When Nvidia first announced real-time ray tracing support on its RTX graphics cards, the feature was poorly received. The ray tracing support came with a higher price tag, and only a handful of games adopted the feature.
But despite Nvidia’s steep RTX tax and limited games support, the RTX graphics cards started the ray tracing conversation. Fast-forward to E3 2019, and the question about ray tracing being a gimmick has been laid to rest as more developers are incorporating support for the feature in their games.
At E3 2019, ray tracing has come out in force. Nvidia’s biggest RTX win came in the form of the partnership with Nvidia and CD Projekt Red, a partnership which will bring real-time ray tracing support to Cyberpunk 2077, one of the biggest games showcased at the event.
Head of GeForce marketing at Nvidia, Matt Wuebbling, said; “Cyberpunk 2077 is an incredibly ambitious game, mixing first-person perspective and deep role-playing, while also creating an intricate and immersive world in which to tell its story. We think the world of Cyberpunk will greatly benefit from the realistic lighting that ray tracing delivers.”

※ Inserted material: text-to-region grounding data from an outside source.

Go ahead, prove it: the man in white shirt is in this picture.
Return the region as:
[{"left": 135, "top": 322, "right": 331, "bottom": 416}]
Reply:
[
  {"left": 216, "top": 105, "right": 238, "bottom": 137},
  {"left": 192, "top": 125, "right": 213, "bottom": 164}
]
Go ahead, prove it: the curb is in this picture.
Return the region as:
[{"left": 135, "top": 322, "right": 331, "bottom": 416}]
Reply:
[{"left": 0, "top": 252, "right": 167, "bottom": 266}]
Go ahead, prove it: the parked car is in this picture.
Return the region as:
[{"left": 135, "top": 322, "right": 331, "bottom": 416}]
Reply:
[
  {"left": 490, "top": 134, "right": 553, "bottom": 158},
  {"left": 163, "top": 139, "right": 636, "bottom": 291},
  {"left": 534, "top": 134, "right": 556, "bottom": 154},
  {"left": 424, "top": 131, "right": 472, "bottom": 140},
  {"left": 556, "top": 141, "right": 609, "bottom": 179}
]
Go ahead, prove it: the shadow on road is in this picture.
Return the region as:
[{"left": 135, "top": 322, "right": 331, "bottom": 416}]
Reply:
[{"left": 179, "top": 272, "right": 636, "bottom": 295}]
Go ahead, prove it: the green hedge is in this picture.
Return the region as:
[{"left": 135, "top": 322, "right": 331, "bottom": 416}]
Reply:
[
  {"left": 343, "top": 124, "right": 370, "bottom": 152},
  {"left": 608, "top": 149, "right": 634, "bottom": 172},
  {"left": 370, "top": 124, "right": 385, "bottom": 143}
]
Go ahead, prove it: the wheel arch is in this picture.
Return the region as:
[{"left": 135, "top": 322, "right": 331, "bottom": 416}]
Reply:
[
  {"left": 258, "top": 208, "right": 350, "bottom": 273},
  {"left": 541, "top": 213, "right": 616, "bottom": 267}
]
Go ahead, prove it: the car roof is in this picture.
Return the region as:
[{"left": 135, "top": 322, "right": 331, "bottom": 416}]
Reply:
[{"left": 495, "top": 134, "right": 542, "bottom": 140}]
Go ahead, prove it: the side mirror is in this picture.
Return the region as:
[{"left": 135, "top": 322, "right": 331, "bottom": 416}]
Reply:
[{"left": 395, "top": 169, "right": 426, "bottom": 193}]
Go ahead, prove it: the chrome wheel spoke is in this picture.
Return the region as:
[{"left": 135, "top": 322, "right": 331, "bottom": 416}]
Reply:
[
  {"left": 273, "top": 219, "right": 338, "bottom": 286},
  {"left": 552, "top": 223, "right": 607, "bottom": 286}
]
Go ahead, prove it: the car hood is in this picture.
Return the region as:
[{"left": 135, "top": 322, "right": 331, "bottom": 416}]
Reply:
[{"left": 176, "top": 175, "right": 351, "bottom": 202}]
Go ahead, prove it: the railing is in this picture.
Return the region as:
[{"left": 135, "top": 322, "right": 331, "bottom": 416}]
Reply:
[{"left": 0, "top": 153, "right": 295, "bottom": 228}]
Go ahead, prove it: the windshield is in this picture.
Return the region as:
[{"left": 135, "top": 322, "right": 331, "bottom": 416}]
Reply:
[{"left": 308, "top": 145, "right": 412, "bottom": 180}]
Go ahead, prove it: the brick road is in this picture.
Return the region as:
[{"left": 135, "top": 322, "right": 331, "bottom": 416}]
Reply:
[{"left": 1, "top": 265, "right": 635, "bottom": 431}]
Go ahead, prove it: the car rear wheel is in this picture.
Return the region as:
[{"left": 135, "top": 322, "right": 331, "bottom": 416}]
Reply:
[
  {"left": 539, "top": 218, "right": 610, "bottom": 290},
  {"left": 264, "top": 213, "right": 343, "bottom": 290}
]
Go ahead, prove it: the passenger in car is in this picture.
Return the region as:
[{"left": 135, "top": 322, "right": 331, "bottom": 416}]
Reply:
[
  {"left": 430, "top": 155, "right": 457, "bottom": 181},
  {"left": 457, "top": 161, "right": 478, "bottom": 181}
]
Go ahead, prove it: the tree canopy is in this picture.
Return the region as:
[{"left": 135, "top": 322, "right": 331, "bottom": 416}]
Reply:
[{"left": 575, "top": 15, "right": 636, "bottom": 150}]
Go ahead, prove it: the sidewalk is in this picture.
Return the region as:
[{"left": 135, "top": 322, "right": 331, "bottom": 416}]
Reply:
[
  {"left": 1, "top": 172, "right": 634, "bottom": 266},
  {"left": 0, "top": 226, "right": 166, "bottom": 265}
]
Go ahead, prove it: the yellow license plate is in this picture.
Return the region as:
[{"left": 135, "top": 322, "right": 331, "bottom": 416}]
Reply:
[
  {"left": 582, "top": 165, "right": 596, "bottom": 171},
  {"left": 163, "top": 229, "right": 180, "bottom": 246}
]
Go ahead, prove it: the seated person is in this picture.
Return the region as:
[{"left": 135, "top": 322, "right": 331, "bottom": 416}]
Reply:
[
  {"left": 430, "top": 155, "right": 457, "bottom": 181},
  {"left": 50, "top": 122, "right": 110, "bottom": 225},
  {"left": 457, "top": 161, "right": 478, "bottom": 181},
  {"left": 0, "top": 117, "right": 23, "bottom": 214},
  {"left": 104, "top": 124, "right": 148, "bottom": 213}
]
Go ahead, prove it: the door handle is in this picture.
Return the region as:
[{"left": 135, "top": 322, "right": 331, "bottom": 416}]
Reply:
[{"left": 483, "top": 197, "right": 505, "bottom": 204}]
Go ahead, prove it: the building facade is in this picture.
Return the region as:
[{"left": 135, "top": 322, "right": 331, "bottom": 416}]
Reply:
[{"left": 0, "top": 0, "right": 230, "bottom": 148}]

Ray tracing is an advanced graphics technique. It is used to give movies ultra-realistic visual effects. The RT cores in Nvidia’s GeForce RTX cards are specifically designed to accelerate ray tracing to render in-game visual effects in real time.
Head of Studio at CD Projekt Red, Adam Badowski, said: “Ray tracing allows us to realistically portray how light behaves in a crowded urban environment. Thanks to this technology, we can add another layer of depth and verticality to the already impressive megacity the game takes place in.”
But it isn’t just Cyberpunk 2077; ray tracing is coming to several other titles like Watch Dogs: Legion, the new Call of Duty: Modern Warfare, Dying Light 2, Sword, Fairy 7, Wallenstein: Young Blood, and Remedy’s Control to name a few. Ray tracing has become so popular that next-gen Xbox and PlayStation console will also integrate the feature.
Considering the next-gen consoles will use AMD graphics, we’re likely to see the feature on the next-generation of AMD cards as well. So, it’s safe to say that Nvidia’s big ray tracing gamble seems to have paid off.